Jeremy Bentham (Londres, 15 de fevereiro de 1748  — Londres, 6 de junho de 1832) foi um filósofo e jurista inglês. Juntamente com John Stuart Mill e James Mill, difundiu o utilitarismo, teoria ética que responde todas as questões acerca do que fazer, do que admirar e de como viver, em termos da maximização da utilidade e da felicidade.

Conhecido também pela idealização do Pan-optismo, que corresponde à observação total, a tomada integral por parte do poder disciplinador da vida de um indivíduo.

Em 1789, concebeu o Pan-óptico, que foi pensado como um projeto de prisão modelo para a reforma dos encarcerados. Mas, por vontade expressa do autor, foi também um plano exemplo para todas as instituições educacionais, de assistência e de trabalho, uma solução econômica para os problemas do encerramento e o esboço de uma sociedade racional.

Bentham foi quem primeiro utilizou o termo deontologia ('deon', dever + 'logos', ciência) para definir o conjunto de princípios éticos aplicados às atividades profissionais.

Vida[editar | editar código-fonte]

Seus primeiros estudos foram feitos na escola de Westminster, onde adquiriu grande reputação por escrever versos em grego e latim. Em 1760, ingressou no The Queen's College de Oxford, e bacharelou-se em 1763, tornando-se, no dizer de um de seus biógrafos, “o mais jovem graduado que as universidades inglesas jamais tinham visto”. No mesmo ano de 1763, Bentham ingressou em Lincoln`s Inn, a fim de estudar Direito, profissão de seu pai; quatro anos depois, era admitido no Forum. Apesar de o direito ser a sua maior preocupação teórica, Bentham jamais praticou a profissão. Motivado por profunda insatisfação, não só com o que observava como estudante nas cortes de justiça, mas também com as justificações teóricas de comentadores ingleses como sir William Blackstone (1723-1780), autor dos Comentários sobre as Leis da Inglaterra, Bentham dedicou-se a elaborar um sistema de jurisprudência e a codificar e reformar tanto o direito civil como o penal.

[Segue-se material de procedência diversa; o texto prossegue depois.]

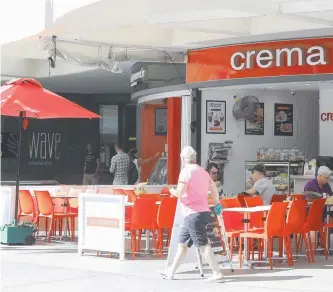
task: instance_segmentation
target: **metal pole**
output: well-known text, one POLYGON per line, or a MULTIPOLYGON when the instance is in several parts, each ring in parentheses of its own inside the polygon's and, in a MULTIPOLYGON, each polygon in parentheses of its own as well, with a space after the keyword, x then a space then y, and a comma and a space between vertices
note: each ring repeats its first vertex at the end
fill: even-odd
POLYGON ((53 0, 45 0, 45 29, 53 25, 53 0))
POLYGON ((22 128, 23 120, 25 118, 25 112, 20 112, 20 117, 18 120, 18 145, 17 145, 17 155, 16 155, 16 189, 15 189, 15 213, 14 213, 14 225, 17 225, 17 213, 18 213, 18 203, 19 203, 19 191, 20 191, 20 164, 21 164, 21 149, 22 149, 22 128))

Em 1776, apareceu seu primeiro livro, Um Fragmento sobre o Governo, no qual analisou criticamente os Comentários, de William Blackstone, cujo erro “supremo e fundamental”, em sua opinião, teria sido a “antipatia e reformas”. Um Fragmento sobre o Governo, escrito em estilo claro e conciso, diferente de suas obras posteriores, é geralmente considerado como o início da escola utilitarista inglesa. Ao lado dessa importância maior, o livro valeu-lhe também um convite de lorde Shelburne (posteriormente, primeiro marquês de Landsdowne) para que fosse trabalhar em seu escritório de Direito em Lincoln's Inn. Esse fato ocorreu em 1781, quando Bentham se preocupava com outra obra sua, Teoria dos Castigos e das Recompensas, publicada em francês, em 1811. Somente muito depois essa obra viria à luz em edições inglesas, com títulos diferentes: O Fundamento Racional da Recompensa (1825) e O Fundamento Racional do Castigo (1830).

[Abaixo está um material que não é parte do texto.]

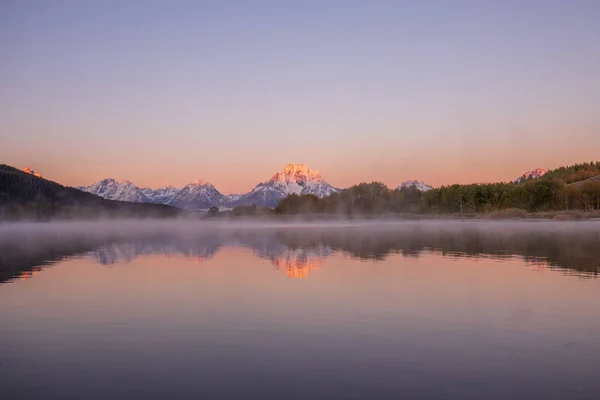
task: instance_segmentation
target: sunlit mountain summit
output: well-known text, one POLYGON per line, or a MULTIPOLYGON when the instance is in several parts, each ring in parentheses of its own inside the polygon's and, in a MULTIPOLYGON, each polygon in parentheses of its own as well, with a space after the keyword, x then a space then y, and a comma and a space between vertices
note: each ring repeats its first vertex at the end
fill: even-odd
POLYGON ((26 174, 33 175, 33 176, 37 176, 38 178, 43 178, 42 174, 40 174, 37 171, 32 170, 31 168, 29 168, 29 166, 23 168, 23 172, 25 172, 26 174))
POLYGON ((541 178, 542 176, 546 175, 546 172, 548 172, 548 171, 546 171, 543 168, 532 169, 531 171, 527 171, 523 175, 521 175, 520 177, 518 177, 517 179, 515 179, 515 183, 519 183, 519 182, 524 181, 526 179, 541 178))
POLYGON ((304 164, 288 164, 283 171, 275 173, 269 180, 259 183, 252 191, 243 195, 237 204, 275 207, 290 194, 324 197, 335 192, 339 192, 339 189, 327 183, 319 171, 304 164))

Em 1785, Bentham viajou para a Rússia, passando pela Itália e por Constantinopla, a fim de visitar seu irmão, Samuel Bentham, engenheiro naval que estava a serviço da Rússia. Nesse país escreveu Defesa da Usura, publicado em 1787, e seu primeiro trabalho sobre economia. Disposto como uma série de cartas escritas na Rússia, Defesa da Usura revela Bentham como um discípulo de Adam Smith (1723-1790), mas um discípulo que insistia na aplicação lógica extrema dos princípios elaborados pelo fundador da economia política. Bentham argumentava que cada homem era o melhor juiz de seus próprios lucros sem nenhum empecilho e que não havia motivo para limitar a aplicação dessa doutrina ao problema de emprestar dinheiro a juros. Seus trabalhos posteriores seguiam o princípio do “laissez-faire, laissez-passer” , orientação básica da escola liberal. O liberalismo econômico defendia uma posição de não-intervenção no andamento da economia, considerando que o mercado deveria ser regido exclusivamente pela lei de oferta e procura.

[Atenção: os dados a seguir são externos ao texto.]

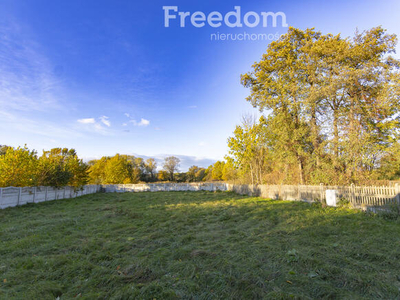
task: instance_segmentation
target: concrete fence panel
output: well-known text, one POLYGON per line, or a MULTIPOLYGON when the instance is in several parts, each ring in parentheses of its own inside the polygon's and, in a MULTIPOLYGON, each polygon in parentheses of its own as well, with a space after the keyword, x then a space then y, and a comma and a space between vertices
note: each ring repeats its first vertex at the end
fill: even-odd
POLYGON ((86 185, 75 191, 73 187, 6 187, 0 188, 0 208, 40 203, 51 200, 75 198, 100 191, 124 192, 167 192, 167 191, 233 191, 241 195, 259 196, 269 199, 319 201, 326 203, 326 190, 335 190, 338 201, 346 200, 354 207, 377 207, 388 204, 400 206, 400 188, 324 186, 324 185, 238 185, 225 182, 195 183, 147 183, 86 185))
POLYGON ((61 189, 47 186, 0 188, 0 209, 27 203, 75 198, 81 195, 97 193, 100 188, 100 185, 86 185, 82 190, 78 191, 69 186, 61 189))

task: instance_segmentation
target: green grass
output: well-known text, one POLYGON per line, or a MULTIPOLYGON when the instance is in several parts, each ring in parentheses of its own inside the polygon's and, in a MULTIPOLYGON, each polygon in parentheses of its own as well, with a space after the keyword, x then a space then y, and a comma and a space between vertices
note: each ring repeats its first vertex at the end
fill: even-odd
POLYGON ((394 299, 400 223, 233 193, 0 211, 0 299, 394 299))

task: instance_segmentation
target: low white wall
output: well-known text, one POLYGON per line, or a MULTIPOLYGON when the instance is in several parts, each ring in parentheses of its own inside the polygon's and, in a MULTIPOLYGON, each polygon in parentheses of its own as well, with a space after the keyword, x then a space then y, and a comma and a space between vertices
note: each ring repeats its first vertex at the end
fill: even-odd
POLYGON ((236 185, 225 182, 148 183, 86 185, 82 190, 72 187, 7 187, 0 188, 0 208, 74 198, 97 192, 168 192, 168 191, 233 191, 240 195, 268 199, 325 202, 327 189, 336 191, 338 199, 348 200, 354 207, 400 206, 400 187, 356 187, 324 185, 236 185))
POLYGON ((39 203, 51 200, 75 198, 100 191, 113 192, 168 192, 168 191, 227 191, 226 183, 149 183, 149 184, 107 184, 85 185, 82 190, 74 191, 73 187, 61 189, 39 187, 6 187, 0 188, 0 209, 39 203))
POLYGON ((123 192, 170 192, 170 191, 227 191, 224 182, 193 182, 193 183, 147 183, 147 184, 104 184, 106 193, 123 192))
POLYGON ((168 191, 233 191, 240 195, 260 196, 268 199, 322 201, 324 186, 297 185, 237 185, 225 182, 148 183, 102 185, 106 193, 168 192, 168 191))
POLYGON ((85 185, 78 191, 74 191, 74 188, 70 186, 61 189, 49 186, 0 188, 0 209, 27 203, 75 198, 97 193, 100 189, 100 185, 85 185))
POLYGON ((290 185, 235 185, 225 182, 193 183, 148 183, 148 184, 106 184, 86 185, 83 190, 73 187, 56 189, 52 187, 7 187, 0 188, 0 208, 13 207, 27 203, 74 198, 97 192, 168 192, 168 191, 233 191, 241 195, 260 196, 270 199, 322 201, 325 195, 323 186, 290 185))

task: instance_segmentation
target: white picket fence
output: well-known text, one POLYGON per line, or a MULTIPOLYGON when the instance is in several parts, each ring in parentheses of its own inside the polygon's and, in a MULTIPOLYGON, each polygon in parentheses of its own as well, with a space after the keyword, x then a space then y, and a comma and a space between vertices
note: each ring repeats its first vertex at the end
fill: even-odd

Voltando à Inglaterra em 1788, Bentham pretendia seguir uma carreira política, mas desapontou-se com suas pequenas possibilidades nesse campo. Dedicou-se, então, ao estudo da legislação, pretendendo descobrir seus princípios. Em 1789, publicou sua maior obra teórica, Uma Introdução aos Princípios da Moral e da Legislação, além de inúmeros panfletos, nos quais criticava a lei de difamação, o segredo dos jurados, o juramento, as extorsões de declarações legais, a Igreja estabelecia. Por outro lado, defendia com grande ardor o empréstimo de dinheiro a juros, a reforma da educação e um novo esquema para o sistema penitenciário.

Em 1792, em virtude do grande sucesso alcançado pelos Princípios, Bentham foi contemplado com a cidadania francesa e, em 1817, tornou-se um dos principais membros do corpo de advogados de Lincoln's Inn. Suas ideias passaram a ser respeitadas na maior parte dos países da Europa e da América. Em 1823, com um grupo de amigos, fundou o periódico Westminster Review, a fim de poder contar com uma eficiente tribuna para a defesa do radicalismo. Ao mesmo tempo, dedicou-se ao trabalho de uma nova codificação de leis, seu ideal desde a juventude. Além disso, batalhou pela reforma constitucional na Inglaterra, que acabou se realizando no ano de sua morte.

Bentham faleceu a 6 de junho de 1832, em Queen's Square, aos 84 anos de idade, cercado pelos amigos e discípulos que continuaram a desenvolver o utilitarismo.

Segundo o historiador e filósofo inglês William Richtie Sorley (1855-1935), até a segunda metade do século XVIII, a reflexão filosófica na Inglaterra caracteriza-se pela ausência de escolas, no sentido mais completo dessa expressão. Em outros termos, os maiores pensadores ingleses exerceram influência sobre o curso das ideias sem transmitir um corpo definido de teorias a um grupo definido de continuadores.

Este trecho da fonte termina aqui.